In un caldo pomeriggio di maggio, mi sono ritrovata in auto su una strada che conduce da Milano verso il mare di LaSpezia. Ma il viaggio si fermava prima, per un tuffo in un mare denso di parole riparative e di sguardi riflessivi e profondi come solo sanno essere quelli delle ragazze e dei ragazzi degli IPM italiani, giunti a Lunae Pontremoli per raccontare la loro presenza.
Tra il gorgoglio del fiume Magra e il silenzio del convento dei cappuccini, Lunae Pontemoli è una sorta di scuola di primavera a cui tutti dovrebbero partecipare: intreccio di teatro e mediazione, un progetto nato per costruire un ponte tra la città e l’Istituto Penale per i Minorenni femminile attraverso, quest’anno, la metafora del cammino sul filo.
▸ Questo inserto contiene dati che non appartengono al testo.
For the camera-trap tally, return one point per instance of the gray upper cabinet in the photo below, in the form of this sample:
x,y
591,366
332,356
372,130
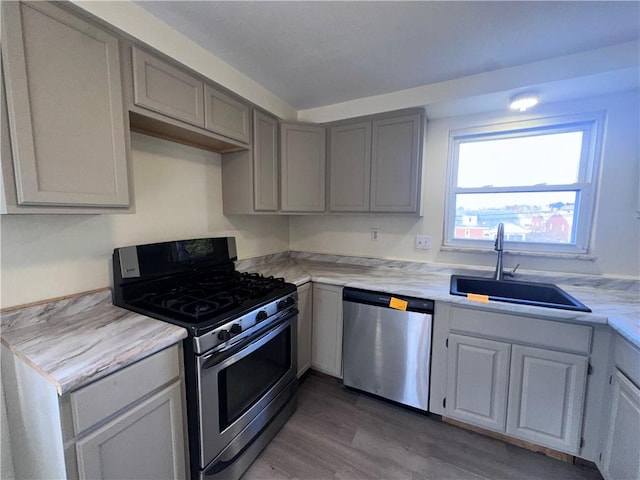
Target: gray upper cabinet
x,y
265,163
226,115
375,164
165,89
350,167
67,128
395,164
302,164
250,177
169,101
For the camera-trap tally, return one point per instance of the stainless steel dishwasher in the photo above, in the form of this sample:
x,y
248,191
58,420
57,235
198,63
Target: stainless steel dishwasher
x,y
386,347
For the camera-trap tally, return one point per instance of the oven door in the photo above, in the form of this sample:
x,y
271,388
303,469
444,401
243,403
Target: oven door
x,y
237,383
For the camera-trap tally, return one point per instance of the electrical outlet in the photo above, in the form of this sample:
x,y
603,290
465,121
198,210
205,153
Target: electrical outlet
x,y
423,242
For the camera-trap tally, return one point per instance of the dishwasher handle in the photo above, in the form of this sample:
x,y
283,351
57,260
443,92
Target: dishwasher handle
x,y
381,299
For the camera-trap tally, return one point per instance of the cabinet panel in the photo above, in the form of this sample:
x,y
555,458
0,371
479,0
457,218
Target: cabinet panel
x,y
144,443
303,162
546,393
327,329
97,401
305,325
621,459
265,163
66,115
477,381
350,168
395,166
166,89
226,116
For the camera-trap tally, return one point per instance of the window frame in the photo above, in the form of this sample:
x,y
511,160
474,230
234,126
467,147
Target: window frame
x,y
590,124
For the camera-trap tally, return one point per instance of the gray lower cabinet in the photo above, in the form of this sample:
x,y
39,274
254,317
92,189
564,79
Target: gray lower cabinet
x,y
302,168
305,325
130,424
64,106
621,457
620,439
522,376
250,182
327,329
375,164
145,442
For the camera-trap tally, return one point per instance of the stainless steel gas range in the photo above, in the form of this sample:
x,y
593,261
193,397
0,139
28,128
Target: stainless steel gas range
x,y
240,355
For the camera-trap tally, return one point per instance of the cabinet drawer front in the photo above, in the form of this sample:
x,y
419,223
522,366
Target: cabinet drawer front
x,y
66,111
105,397
531,331
226,116
166,89
546,397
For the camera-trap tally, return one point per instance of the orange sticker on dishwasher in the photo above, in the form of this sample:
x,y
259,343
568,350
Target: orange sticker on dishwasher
x,y
398,304
478,298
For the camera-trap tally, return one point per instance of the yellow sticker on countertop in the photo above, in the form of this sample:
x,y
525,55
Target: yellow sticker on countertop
x,y
398,304
474,297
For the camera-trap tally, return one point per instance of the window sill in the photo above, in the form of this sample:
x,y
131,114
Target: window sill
x,y
522,253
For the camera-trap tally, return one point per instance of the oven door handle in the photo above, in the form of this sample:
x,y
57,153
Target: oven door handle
x,y
221,355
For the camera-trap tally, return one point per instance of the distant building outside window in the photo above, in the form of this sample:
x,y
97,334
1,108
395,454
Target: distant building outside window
x,y
536,177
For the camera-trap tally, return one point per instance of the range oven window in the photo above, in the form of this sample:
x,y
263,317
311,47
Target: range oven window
x,y
244,382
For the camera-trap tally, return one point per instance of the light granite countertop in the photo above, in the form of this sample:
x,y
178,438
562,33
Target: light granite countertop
x,y
78,340
612,301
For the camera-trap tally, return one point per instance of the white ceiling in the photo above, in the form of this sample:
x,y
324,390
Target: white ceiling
x,y
312,54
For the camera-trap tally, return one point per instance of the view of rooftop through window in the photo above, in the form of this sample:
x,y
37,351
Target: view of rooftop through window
x,y
531,181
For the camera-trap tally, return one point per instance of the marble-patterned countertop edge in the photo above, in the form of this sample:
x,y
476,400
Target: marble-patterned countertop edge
x,y
617,306
75,341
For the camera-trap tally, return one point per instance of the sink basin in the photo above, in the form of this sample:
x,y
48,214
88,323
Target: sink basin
x,y
525,293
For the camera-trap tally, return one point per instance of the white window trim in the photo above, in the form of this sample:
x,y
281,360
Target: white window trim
x,y
588,178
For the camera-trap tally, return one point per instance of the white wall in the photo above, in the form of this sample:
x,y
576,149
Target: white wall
x,y
178,194
616,232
È un’esperienza di giustizia riparativa che trasforma il rischio della caduta in un’occasione di incontro e riflessione collettiva, invitando tutti a sperimentare l’”arte della vita”.
Nel tardo poemriggio di venerdì, ho assistito all’ happening tra scrittura e rap in piazza e poi la sera al Teatro della Rosa ho guardato lo spettacolo Angeli Funamboli, nato dai laboratori di scrittura e di teatro tenuti da Paolo Billi.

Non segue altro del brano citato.